Podopieczni Pekki Tirkkonena w trzeciej tercji próbowali gonić wynik, ale GieKSa dobrze się broniła i mogła liczyć na świetnie dysponowanego Johna Murraya. "Jasiek Murarz" zatrzymał dwa kąśliwe uderzenia Alana Łyszczarczyka.
De facto o losach spotkania przesądziło trafienie Stephena Andersona z 45. minuty. To był sprawnie wyprowadzony kontratak, można by rzec - klasyka gatunku.
Później hokeiści GKS-u Tychy jeszcze dwukrotnie grali w przewadze, ale nie potrafili zrobić z nich użytku, choć pod bramką strzeżoną przez Murraya mocno się kotłowało. Zmiany rezultatu nie przyniósł też manewr z wycofaniem bramkarza, wykonany przez trenera Tirkkonena na nieco ponad dwie minuty przed końcem regulaminowego czasu gry.
GKS Tychy - GKS Katowice 1:3 (1:0, 0:2, 0:1)
1:0 Filip Komorski - Rasmus Heljanko, Valtteri Kakkonen (13:28),
1:1 Stephen Anderson - Santeri Koponen (33:07),
1:2 Jean Dupuy - Pontus Englund, Grzegorz Pasiut (37:27, 5/4),
1:3 Stephen Anderson - Dante Salituro (44:40).
Sędziowali: Bartosz Kaczmarek, Paweł Kosidło (główni) - Eryk Sztwiertnia, Artur Hyliński (liniowi).
Minuty karne: 8-12.
Strzały: 45-27.
Widzów: 2553.
Stan rywalizacji (do czterech zwycięstw): 3:2 dla GKS-u Tychy.

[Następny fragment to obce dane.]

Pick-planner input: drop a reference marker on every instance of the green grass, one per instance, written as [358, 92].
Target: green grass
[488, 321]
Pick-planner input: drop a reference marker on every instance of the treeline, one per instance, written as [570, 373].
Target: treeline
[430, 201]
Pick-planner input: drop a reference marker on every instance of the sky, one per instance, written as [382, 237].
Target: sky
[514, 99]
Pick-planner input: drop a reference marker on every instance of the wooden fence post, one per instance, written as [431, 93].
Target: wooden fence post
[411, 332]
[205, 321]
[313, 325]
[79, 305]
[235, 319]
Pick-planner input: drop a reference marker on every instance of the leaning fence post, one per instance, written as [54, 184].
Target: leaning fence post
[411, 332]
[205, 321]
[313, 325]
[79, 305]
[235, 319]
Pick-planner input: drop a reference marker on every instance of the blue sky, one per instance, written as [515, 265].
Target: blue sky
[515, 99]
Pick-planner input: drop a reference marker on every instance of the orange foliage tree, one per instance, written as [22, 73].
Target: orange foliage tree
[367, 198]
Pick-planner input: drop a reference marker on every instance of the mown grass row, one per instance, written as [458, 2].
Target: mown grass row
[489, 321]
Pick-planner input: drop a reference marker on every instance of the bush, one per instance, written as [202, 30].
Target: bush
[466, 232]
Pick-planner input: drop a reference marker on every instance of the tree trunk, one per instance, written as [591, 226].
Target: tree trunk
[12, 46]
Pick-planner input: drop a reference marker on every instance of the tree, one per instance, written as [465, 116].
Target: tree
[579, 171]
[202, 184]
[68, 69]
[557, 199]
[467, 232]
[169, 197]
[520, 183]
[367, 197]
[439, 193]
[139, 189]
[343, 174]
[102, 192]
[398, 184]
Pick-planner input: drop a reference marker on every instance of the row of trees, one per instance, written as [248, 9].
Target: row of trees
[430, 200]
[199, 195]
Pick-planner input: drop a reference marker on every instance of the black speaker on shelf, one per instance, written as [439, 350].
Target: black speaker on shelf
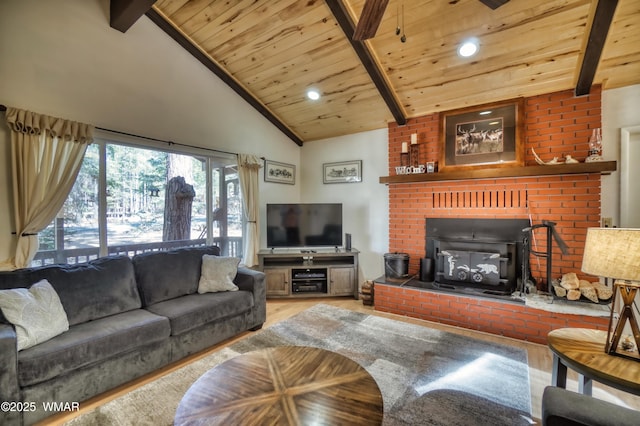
[426, 269]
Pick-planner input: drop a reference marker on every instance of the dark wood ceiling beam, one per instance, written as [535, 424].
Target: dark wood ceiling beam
[125, 13]
[221, 73]
[494, 4]
[597, 36]
[346, 23]
[370, 19]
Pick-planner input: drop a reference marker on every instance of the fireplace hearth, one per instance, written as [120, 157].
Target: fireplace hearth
[476, 255]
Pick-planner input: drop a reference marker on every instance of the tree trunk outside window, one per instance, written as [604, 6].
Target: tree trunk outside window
[178, 201]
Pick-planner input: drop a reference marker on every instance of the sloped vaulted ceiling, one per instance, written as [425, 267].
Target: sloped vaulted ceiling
[272, 51]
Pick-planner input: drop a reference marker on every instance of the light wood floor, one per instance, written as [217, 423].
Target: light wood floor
[540, 358]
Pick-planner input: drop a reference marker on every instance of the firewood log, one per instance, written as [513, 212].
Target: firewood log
[573, 294]
[604, 292]
[570, 281]
[559, 291]
[589, 291]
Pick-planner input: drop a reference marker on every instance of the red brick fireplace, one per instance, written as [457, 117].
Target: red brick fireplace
[555, 124]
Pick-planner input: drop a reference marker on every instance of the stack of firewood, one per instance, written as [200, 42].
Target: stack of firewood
[573, 288]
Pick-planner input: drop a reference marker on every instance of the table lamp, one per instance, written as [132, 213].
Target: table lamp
[615, 253]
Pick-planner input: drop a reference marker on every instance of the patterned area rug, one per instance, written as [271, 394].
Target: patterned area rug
[426, 376]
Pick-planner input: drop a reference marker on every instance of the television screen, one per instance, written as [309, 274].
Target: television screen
[304, 225]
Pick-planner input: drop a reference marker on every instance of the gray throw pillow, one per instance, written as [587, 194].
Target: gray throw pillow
[218, 274]
[36, 313]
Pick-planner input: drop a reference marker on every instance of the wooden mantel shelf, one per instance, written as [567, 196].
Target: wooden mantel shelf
[603, 167]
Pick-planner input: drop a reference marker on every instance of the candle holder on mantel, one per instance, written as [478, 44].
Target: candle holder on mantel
[404, 159]
[414, 155]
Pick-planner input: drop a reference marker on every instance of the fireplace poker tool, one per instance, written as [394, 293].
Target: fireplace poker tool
[552, 234]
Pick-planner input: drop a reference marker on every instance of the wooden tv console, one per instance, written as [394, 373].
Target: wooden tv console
[310, 273]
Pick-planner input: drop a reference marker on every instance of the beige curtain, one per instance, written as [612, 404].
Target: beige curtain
[249, 168]
[46, 156]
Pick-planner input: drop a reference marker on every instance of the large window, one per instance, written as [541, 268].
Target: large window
[128, 199]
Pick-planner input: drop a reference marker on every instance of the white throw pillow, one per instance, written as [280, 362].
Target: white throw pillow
[218, 274]
[36, 313]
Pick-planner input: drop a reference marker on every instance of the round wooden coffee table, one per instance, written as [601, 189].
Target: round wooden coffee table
[582, 349]
[292, 385]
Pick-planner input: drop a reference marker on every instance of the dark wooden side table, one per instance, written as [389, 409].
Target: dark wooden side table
[287, 385]
[582, 350]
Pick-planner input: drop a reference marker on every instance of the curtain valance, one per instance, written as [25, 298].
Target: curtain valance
[31, 123]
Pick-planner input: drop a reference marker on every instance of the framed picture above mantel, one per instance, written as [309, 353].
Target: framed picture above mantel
[483, 136]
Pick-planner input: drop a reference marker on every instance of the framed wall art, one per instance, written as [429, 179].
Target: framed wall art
[342, 172]
[482, 136]
[279, 172]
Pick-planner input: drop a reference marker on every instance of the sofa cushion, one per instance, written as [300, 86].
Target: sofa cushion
[36, 313]
[218, 274]
[191, 311]
[88, 291]
[90, 343]
[169, 274]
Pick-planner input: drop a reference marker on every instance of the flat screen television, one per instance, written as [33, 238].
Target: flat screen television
[304, 225]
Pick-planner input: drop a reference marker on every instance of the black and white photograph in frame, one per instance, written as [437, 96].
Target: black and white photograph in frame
[279, 172]
[342, 172]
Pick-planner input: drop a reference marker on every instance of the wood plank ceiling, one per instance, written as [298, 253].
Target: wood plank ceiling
[273, 51]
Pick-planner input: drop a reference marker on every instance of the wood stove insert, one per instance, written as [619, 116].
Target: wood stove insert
[476, 255]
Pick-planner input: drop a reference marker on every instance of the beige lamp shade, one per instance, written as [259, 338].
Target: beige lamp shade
[612, 253]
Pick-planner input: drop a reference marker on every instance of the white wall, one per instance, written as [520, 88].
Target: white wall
[62, 58]
[366, 203]
[620, 108]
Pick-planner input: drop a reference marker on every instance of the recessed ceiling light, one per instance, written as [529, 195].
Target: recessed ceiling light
[468, 48]
[314, 95]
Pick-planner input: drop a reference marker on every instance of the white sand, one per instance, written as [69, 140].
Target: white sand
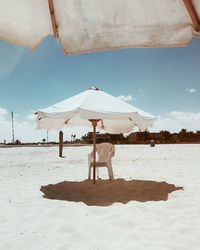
[29, 221]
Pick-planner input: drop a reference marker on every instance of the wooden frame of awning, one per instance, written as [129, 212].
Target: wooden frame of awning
[53, 18]
[193, 14]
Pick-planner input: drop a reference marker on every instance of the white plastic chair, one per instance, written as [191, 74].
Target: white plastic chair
[105, 153]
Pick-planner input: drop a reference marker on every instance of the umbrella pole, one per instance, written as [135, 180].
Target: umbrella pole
[60, 143]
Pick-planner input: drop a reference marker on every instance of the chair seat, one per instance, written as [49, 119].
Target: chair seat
[105, 152]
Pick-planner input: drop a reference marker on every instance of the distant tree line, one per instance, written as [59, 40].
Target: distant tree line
[145, 137]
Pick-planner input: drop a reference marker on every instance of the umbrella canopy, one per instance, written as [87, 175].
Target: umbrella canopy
[93, 25]
[113, 115]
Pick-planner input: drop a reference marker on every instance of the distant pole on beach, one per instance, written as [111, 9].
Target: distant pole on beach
[13, 133]
[60, 143]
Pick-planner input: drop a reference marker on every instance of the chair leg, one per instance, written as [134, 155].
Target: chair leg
[110, 172]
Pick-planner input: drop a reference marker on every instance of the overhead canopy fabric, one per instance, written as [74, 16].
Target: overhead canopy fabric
[115, 115]
[93, 25]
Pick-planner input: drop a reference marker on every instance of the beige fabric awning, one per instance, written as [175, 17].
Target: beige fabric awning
[95, 25]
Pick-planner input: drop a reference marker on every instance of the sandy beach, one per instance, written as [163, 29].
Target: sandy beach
[153, 203]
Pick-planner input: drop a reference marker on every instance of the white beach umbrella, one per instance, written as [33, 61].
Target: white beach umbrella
[96, 108]
[94, 25]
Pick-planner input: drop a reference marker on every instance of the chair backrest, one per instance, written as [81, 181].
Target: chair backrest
[105, 151]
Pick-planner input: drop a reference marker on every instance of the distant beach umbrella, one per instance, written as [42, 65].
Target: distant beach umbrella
[93, 25]
[95, 108]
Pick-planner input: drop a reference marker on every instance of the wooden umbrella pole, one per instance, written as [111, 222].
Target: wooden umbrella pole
[94, 124]
[60, 143]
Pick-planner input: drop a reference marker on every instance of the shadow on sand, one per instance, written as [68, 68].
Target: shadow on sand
[106, 192]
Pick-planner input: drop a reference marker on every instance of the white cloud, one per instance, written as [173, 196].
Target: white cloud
[31, 117]
[141, 92]
[176, 120]
[191, 90]
[125, 98]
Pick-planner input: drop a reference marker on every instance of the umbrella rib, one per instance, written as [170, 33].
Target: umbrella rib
[193, 14]
[53, 18]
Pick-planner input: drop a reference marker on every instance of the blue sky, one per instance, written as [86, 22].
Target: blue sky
[159, 80]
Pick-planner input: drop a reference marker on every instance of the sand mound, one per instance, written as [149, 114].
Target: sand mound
[106, 192]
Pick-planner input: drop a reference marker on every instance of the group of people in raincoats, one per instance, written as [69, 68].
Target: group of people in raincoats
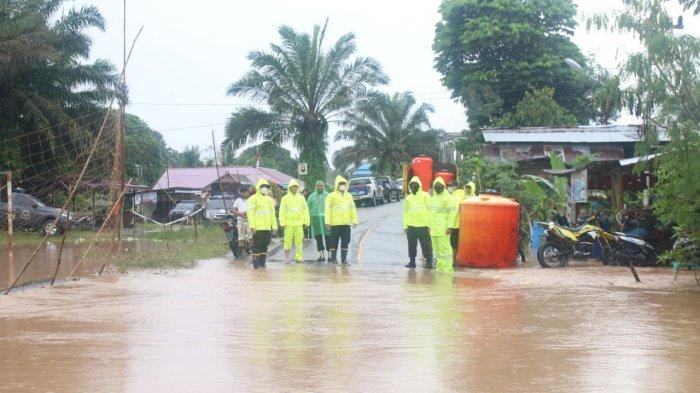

Kolejny mecz: w sobotę o 17:00.
GKS Tychy: T. Fučík - R. Allén, M. Bryk; A. Łyszczarczyk (4), F. Komorski, R. Heljanko - O. Viinikainen, V. Kakkonen; M. Lehtonen (2), J. Monto, B. Jeziorski - B. Ciura, O. Kaskinen; D. Paś, J. Alanen, M. Viitanen - B. Pociecha; D. Larionovs, W. Turkin, M. Gościński oraz M. Ubowski.
Trener: Pekka Tirkkonen
GKS Katowice: J. Murray - P. Englund, A. Runesson (2), P. Wronka, G. Pasiut, J. Dupuy - A. Varttinen (2), T. Verveda (2), M. Kallionkieli, B. Sokay (2), C. Mroczkowski - J. Norberg, S. Koponen, B. Magee, S. Anderson, D. Salituro (2) - K. Maciaś, M. Bepierszcz, I. Smal (2), M. Michalski oraz J. Hofman.